On Sept. 14, 1847, U.S. forces under Gen. Winfield Scott took control of Mexico City.
In 1901 President William McKinley died in Buffalo of gunshot wounds inflicted by an assassin. (Vice President Theodore Roosevelt succeeded him.)
In 1940 Congress passed the Selective Service Act, providing for the first peacetime draft in U.S. history.
In 1959 the Soviet space probe Luna 2 became the first manmade object to reach the moon.
In 1963 Mary Ann Fischer of Aberdeen, S.D., gave birth to the first surviving quintuplets in the United States.
In 1991 the government of South Africa, the African National Congress and the Inkatha Freedom Party signed a national peace pact.
In 1993 Israel and Jordan signed a framework for negotiations, a day after the signing of a PLO-Israeli peace accord.
In 1996 Bosnians went to the polls in their first national elections since the 3 1/2 -year civil war that had ravaged the Balkan republic.
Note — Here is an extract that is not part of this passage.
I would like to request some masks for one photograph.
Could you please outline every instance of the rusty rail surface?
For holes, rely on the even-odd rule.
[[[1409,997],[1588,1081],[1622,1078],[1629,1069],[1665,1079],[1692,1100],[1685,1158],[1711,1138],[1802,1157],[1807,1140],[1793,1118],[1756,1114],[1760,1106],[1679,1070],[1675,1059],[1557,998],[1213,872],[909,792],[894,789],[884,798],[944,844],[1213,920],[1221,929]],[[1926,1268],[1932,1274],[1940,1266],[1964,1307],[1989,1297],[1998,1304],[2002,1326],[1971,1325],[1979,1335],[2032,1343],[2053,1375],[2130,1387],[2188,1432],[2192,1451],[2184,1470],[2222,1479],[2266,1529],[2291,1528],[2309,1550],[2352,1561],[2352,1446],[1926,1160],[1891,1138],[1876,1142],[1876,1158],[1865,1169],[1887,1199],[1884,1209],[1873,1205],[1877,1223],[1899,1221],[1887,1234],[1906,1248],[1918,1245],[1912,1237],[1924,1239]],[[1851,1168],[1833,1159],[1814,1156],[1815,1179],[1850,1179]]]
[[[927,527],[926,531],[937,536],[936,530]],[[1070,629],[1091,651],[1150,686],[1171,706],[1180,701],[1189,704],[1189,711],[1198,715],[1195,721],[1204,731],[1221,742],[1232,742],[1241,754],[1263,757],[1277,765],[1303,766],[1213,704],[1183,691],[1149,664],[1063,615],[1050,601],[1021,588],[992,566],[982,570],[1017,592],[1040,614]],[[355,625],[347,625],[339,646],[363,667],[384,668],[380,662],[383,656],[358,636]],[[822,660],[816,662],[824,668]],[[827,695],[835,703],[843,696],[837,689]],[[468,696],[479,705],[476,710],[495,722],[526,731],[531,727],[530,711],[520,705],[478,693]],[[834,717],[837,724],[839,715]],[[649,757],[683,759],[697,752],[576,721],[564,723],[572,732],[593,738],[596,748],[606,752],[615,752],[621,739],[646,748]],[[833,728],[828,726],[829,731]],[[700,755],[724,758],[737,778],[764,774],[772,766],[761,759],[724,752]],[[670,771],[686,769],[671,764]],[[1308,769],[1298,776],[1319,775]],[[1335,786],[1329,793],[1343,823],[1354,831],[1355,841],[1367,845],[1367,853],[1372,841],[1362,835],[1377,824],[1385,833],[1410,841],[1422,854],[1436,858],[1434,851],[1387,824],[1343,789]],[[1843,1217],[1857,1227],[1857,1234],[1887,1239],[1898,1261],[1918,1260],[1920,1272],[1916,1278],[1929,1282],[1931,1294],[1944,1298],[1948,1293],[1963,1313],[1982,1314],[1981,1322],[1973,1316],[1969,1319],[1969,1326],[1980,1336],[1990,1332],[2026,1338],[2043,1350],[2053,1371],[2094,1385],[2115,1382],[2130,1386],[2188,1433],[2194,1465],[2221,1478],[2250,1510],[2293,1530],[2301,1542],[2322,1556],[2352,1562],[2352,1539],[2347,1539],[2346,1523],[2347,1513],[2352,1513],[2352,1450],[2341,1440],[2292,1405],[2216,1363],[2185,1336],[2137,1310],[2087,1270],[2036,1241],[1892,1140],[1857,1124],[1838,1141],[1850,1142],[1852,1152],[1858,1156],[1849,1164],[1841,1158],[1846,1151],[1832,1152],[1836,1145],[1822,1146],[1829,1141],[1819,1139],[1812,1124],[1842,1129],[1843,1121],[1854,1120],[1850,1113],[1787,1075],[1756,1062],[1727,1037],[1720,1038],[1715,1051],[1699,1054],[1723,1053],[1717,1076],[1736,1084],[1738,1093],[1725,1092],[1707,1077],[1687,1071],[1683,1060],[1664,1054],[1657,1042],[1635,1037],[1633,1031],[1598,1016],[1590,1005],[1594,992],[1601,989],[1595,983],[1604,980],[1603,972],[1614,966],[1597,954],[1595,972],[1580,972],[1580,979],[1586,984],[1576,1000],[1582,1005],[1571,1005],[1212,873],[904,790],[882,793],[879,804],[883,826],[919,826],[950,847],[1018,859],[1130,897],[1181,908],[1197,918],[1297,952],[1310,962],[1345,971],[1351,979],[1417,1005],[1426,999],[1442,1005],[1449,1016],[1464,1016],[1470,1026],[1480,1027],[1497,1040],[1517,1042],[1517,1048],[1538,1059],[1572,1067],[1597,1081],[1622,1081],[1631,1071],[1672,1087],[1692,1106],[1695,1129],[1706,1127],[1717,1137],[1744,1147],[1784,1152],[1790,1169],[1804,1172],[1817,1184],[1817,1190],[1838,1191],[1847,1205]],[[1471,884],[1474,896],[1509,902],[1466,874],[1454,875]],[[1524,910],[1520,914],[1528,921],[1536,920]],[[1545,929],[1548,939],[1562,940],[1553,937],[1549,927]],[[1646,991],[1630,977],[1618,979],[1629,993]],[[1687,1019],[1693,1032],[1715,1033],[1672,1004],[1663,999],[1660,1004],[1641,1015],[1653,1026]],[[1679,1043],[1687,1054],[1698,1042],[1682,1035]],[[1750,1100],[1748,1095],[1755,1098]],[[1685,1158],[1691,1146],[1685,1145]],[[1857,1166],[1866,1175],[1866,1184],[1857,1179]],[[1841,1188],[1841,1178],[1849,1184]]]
In 1998 10 people were charged in what prosecutors said was the largest Cuban spy ring uncovered in the United States since Fidel Castro came to power.
In 1999 Indonesian soldiers looted the abandoned UN mission in East Timor, just hours after 110 UN personnel and 1,300 East Timorese were evacuated and flown to safety to end a 10-day siege.
In 2002 President George W. Bush said the United States was willing to take Iraq on alone if the United Nations failed to “show some backbone” by confronting Saddam Hussein.
In 2003 Swedes rejected adopting the European common currency, the euro, in a referendum overshadowed by the killing of Foreign Minister Anna Lindh, an ardent euro supporter.